Уже были загадочные убийства членов переходного оппозиционного совета. Генерала Юниса при загадочных обстоятельствах чуть ли не казнили некие неизвестные люди в конце июля. Были разные версии: и то, что были засланы агенты Муаммара Каддафи, и то, что это следствие разборок и распрей среди руководства оппозиции. Я боюсь, что эти так называемые революционеры, как чаще всего бывает в таких случаях (и здесь есть сходство с нашей большевистской революцией), начнут борьбу за власть. И в этих распрях устоит ли единая Ливия? Опять-таки ислам – это единственная объединяющая сила, которую я вижу. Среди радикальных исламистов есть и более умеренные, есть более радикальные, в том числе члены «Аль-Каиды». Но реалии таковы, что надо среди этих людей искать тех, с которыми можно вести диалог. Я уверена, что представители западных стран, которые сейчас очень активны на севере Африки, пытаются выстроить какие-то отношения с теми исламистами, которых можно причислить к более-менее умеренным. Потому что именно с ними можно что-то построить в этой стране.

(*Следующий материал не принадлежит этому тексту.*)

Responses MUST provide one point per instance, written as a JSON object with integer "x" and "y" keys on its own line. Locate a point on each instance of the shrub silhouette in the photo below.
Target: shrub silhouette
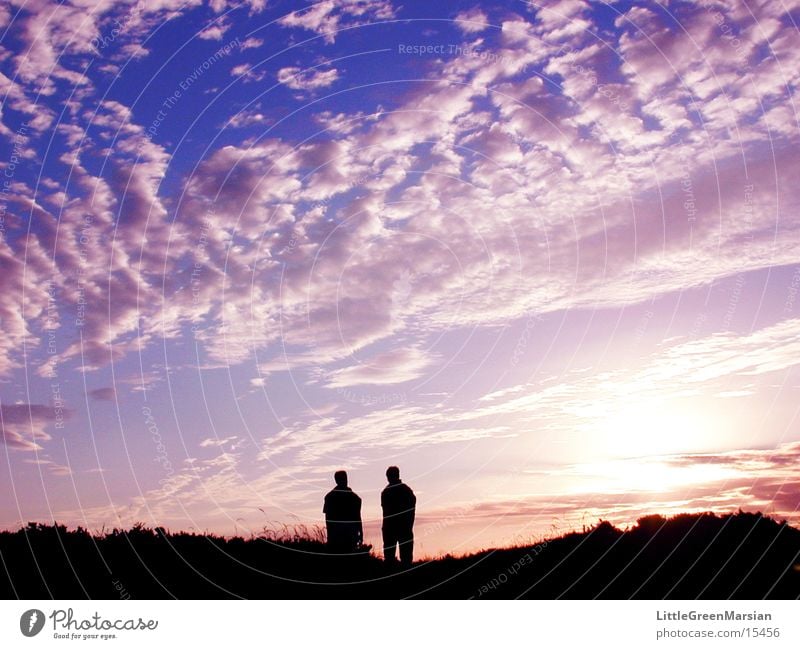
{"x": 688, "y": 556}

– Некоторые наблюдатели предсказывают, что Россия окажется в числе главных проигравших от падения режима Каддафи.
– Позиция России очень неопределенная и непоследовательная. Единственная последовательность в действиях России – это принципиальное уважение к международной законности, к резолюциям Организации Объединенных Наций. Однако мы нередко и в отношении Ливии, и в отношении Сирии наблюдаем, насколько противоречива позиция Москвы. Иногда даже кажется, что разные представители наших властей по-разному реагируют на то, что происходит. Например, мы помним очень разные заявления по поводу событий в Ливии со стороны премьера Путина и со стороны президента Медведева; потом они, правда, пришли на более-менее единые позиции. Однако то, что различия и противоречия были – это факт. Мы воздержались при голосовании по поводу мартовской резолюции, которая определяла бесполетные зоны над территорией Ливии, а потом удивлялись: почему там началась война и почему страны НАТО оказались в нее вовлечены. Было же ясно: будут бесполетные зоны – значит, будут военные действия, потому что кто-то должен помешать ливийским самолетам летать над территорией страны. Все было ясно, но, тем не менее, Россия пыталась якобы противостоять военной операции, потом молчаливо приняла эту реальность. То же самое происходит в Сирии. В отличие от стран Запада, Москва сначала очень защищала режим Асада, теперь потихоньку от него отстраняется, поскольку все яснее становится, что Башар Асад не успевает провести вовремя реформы и обуздать волну насилия. И, в конце концов, Россия, я думаю, сдаст сирийский режим так же, как сдала режим Муамара Каддафи. Но в арабском мире остаются вопросы: почему Россия сначала ведет себя так, потом вдруг по-другому? И на эти вопросы российское правительство пока ответа не дало.